The morning after our fight, I got up before dawn and put a few things in my backpack. I reached into a drawer and pulled out a roll of bills held togethe
r by a rubber band. There wasn’t much—maybe ten dollars I’d saved up—but it would have to do.
I found a pencil and scribbled a note. I’m leaving. It’s better this way.
Taking the note, I tiptoed to the kitchen. Mama had left the shoebox on the counter from the night before, and inside was the taped-up photo of Sister’s grave. I studied the photo, then slipped it into my wallet. I left the note next to the box, then walked out the door.
CHAPTER 27
Why do people ride the rails?
Some say it’s the sights. If you’re on a freight train, you see things you never noticed before—faces, factories, chimneys. Beyond them, the world stretches off in the distance, waiting to be discovered.
Some say it’s the smells. One man claimed to love cinder and smoke. He wore them on his clothes like a badge. I didn’t believe it though. The smells I remembered were stale urine, spoiled food, and people who needed a bath.
Some say it’s the taste or touch. When you’re hungry and alone, half a sandwich can seem like a feast. A pat on the shoulder lasts for days.
For me, it was the sounds—the click of the rails, the clang of a crossing, the shriek of the whistle going around the bend. It was music, train music. I heard it for the first time as I stood in the boxcar door that morning, watching the trees go by.

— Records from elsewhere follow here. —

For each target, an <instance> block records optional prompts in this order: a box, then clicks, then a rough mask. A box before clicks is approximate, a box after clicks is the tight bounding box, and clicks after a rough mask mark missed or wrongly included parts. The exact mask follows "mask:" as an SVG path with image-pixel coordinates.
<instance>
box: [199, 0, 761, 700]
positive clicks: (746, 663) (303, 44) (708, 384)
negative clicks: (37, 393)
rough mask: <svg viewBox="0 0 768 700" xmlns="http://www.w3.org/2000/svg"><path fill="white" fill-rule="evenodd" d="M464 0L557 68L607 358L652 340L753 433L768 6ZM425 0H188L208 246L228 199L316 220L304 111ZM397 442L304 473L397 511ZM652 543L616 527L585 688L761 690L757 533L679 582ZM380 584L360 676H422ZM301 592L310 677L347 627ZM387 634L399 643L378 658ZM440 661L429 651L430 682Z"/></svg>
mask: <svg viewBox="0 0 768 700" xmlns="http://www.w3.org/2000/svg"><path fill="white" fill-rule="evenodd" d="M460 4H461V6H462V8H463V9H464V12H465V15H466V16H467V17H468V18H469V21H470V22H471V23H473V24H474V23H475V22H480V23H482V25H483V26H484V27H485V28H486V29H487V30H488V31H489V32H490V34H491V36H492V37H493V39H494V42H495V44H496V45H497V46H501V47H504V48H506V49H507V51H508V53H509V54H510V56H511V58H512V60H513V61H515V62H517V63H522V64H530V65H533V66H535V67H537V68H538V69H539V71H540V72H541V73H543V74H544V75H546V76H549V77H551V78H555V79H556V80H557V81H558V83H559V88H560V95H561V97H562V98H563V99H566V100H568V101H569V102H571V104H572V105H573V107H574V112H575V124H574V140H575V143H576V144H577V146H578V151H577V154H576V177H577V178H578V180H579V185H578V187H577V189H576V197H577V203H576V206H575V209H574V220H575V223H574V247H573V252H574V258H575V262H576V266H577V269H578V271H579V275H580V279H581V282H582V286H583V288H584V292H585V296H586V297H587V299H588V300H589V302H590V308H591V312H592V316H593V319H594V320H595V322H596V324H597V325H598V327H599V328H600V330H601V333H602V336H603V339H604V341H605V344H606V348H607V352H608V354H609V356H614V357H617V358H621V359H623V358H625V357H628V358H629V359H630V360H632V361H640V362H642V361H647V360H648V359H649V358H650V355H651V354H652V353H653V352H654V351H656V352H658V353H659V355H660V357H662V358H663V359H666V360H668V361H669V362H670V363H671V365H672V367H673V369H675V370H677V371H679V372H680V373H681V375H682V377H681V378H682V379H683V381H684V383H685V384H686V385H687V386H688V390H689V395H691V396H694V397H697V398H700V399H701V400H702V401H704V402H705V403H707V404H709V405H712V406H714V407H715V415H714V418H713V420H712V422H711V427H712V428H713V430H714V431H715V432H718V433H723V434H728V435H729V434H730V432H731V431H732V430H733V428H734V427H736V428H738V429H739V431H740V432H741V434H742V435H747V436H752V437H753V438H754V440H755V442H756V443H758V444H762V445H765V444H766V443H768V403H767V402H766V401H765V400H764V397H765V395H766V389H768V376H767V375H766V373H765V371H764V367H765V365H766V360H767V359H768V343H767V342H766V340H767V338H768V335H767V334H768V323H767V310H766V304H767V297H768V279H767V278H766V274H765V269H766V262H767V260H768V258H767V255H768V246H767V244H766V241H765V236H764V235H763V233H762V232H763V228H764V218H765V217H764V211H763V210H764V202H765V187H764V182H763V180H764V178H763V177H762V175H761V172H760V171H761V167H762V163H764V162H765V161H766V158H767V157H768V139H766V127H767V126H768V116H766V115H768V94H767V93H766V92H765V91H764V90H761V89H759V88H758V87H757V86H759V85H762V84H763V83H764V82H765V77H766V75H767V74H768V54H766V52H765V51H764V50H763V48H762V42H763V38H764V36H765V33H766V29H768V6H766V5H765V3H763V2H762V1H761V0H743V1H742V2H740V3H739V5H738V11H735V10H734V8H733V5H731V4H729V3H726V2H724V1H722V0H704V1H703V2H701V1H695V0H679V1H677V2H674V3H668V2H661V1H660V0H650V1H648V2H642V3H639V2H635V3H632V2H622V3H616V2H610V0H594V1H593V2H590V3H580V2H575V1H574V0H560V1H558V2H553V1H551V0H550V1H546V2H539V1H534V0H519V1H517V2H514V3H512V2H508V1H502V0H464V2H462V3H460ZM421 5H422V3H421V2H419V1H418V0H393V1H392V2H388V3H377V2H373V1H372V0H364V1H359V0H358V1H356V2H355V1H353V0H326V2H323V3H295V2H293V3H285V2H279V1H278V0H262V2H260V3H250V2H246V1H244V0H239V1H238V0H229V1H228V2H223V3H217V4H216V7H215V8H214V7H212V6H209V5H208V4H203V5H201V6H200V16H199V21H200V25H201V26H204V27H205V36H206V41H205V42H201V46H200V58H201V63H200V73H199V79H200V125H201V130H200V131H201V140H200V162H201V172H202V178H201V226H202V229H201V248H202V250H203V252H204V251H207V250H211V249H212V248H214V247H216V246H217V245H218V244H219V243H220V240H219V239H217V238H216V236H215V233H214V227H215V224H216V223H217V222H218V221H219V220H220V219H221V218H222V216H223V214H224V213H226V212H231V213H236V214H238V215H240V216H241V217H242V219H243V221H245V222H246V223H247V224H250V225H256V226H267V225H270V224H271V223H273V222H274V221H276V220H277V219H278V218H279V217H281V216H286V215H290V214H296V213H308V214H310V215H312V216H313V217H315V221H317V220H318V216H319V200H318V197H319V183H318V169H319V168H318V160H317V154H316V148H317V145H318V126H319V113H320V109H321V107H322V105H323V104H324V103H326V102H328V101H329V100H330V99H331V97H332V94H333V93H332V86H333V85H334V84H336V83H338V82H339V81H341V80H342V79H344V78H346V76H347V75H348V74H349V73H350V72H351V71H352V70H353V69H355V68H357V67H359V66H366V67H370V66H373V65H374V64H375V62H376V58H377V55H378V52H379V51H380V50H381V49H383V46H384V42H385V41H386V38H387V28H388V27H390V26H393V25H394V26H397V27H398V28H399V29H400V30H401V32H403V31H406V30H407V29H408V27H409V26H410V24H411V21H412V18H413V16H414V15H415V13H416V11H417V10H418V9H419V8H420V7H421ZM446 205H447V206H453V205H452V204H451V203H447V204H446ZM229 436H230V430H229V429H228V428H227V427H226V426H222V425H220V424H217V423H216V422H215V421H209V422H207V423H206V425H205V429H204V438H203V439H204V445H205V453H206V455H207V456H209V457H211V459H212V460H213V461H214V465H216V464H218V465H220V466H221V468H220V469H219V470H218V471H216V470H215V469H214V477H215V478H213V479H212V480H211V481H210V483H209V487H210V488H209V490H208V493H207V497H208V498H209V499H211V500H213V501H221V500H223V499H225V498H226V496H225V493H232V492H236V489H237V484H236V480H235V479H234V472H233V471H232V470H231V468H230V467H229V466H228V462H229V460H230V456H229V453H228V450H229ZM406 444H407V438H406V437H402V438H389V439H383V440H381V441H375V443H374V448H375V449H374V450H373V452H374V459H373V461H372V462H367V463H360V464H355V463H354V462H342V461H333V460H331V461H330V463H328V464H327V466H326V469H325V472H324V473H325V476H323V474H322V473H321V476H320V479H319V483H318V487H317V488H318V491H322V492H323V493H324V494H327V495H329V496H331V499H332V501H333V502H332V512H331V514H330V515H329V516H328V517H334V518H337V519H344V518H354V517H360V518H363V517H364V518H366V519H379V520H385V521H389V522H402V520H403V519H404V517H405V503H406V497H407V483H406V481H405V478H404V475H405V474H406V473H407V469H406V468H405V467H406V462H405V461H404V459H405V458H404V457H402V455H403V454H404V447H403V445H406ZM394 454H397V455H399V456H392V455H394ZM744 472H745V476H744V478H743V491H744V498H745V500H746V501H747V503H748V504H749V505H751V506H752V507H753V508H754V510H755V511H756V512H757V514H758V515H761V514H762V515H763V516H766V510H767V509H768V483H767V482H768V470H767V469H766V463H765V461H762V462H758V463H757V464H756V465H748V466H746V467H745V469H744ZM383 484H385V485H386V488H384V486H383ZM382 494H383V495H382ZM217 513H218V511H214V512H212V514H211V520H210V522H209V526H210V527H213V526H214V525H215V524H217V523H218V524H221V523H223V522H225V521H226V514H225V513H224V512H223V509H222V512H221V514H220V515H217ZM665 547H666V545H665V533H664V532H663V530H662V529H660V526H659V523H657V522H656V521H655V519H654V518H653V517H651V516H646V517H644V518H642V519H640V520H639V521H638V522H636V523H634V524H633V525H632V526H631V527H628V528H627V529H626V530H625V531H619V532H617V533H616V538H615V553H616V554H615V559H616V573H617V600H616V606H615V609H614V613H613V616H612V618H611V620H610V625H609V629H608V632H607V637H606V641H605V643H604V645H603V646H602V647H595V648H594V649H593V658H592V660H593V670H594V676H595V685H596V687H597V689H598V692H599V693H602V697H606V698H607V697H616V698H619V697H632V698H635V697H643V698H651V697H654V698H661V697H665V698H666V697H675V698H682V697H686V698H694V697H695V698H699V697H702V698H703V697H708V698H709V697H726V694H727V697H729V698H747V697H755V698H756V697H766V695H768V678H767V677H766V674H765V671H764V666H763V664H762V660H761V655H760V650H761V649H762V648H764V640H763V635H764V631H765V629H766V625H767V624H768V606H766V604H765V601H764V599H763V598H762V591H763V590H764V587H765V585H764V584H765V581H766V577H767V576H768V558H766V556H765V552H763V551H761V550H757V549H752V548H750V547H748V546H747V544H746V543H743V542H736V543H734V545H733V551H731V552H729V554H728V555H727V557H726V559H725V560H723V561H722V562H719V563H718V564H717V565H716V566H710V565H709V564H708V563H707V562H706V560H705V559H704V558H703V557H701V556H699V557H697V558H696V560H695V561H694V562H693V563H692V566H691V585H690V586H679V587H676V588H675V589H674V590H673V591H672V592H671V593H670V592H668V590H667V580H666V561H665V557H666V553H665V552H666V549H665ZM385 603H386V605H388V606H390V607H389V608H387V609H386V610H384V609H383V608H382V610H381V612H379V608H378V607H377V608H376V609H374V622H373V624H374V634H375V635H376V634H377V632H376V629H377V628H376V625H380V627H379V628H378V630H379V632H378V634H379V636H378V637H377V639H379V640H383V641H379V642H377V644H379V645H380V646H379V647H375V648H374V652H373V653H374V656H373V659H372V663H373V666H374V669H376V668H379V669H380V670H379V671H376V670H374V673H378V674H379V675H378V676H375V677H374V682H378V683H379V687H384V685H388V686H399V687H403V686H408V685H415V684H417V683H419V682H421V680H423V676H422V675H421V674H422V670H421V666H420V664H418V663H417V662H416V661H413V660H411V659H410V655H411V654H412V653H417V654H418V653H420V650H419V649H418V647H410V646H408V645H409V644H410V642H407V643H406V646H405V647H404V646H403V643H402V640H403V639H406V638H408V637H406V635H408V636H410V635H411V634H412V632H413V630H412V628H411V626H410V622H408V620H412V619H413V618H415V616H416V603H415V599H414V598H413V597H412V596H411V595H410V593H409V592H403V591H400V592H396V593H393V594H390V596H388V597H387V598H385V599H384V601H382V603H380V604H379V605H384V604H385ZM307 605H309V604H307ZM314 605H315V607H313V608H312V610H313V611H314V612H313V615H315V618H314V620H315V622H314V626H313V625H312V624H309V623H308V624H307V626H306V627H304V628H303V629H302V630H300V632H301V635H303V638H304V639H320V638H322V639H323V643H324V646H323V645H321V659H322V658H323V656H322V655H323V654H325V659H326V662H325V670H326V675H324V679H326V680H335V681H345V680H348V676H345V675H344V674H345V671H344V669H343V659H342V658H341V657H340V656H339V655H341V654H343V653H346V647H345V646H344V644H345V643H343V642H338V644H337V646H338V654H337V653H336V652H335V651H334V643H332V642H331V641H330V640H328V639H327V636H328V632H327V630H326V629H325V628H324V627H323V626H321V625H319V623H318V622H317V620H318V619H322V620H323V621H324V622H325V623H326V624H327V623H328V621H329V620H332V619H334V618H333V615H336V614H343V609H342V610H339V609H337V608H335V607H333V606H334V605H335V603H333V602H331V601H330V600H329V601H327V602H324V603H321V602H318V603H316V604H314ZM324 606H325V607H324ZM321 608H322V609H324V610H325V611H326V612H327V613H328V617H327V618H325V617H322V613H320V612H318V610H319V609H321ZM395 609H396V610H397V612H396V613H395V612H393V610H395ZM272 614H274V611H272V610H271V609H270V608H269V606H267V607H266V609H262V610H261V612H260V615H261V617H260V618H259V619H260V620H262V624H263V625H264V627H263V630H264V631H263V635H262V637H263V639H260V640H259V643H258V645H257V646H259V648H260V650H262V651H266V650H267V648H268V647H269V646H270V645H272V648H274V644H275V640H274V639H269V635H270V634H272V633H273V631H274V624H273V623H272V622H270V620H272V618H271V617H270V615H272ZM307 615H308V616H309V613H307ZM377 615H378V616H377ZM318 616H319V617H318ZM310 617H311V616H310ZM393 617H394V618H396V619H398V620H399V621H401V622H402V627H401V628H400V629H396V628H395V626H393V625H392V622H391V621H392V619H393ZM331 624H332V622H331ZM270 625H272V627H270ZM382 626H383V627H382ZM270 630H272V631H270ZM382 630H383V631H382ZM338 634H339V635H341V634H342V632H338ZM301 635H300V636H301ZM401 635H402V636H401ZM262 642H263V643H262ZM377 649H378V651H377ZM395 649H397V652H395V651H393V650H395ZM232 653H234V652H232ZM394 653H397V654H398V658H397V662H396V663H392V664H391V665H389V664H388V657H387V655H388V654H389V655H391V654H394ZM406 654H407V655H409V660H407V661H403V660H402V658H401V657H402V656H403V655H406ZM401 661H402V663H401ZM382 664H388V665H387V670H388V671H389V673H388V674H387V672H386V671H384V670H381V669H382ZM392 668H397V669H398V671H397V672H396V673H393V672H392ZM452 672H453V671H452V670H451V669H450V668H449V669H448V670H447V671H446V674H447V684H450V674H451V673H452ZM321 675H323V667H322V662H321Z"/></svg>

We traveled north and west into Virginia, across Clinch Mountain, through Hamilton Gap, over Big Moccasin Creek. Just the names got me excited. Bill recited them as they went by. He told me he was headed for a little town called Mendota, to find his wife.
“I left a year ago looking for work,” he said. “That’s why I was in Bristol. I went to the lumber mill, but they turned me away. It was the same most places. No jobs. I’d been planning to send money home to my wife, but recently when I’ve written to her, the letters have been returned and not opened.”
“Where do you think she went?” I asked.
“That’s what I aim to find out.”
I thought of Mama, Daddy, and Arnie. “Do you have any children?”
“None, thank God.” He caught himself. “No offense. How old are you?”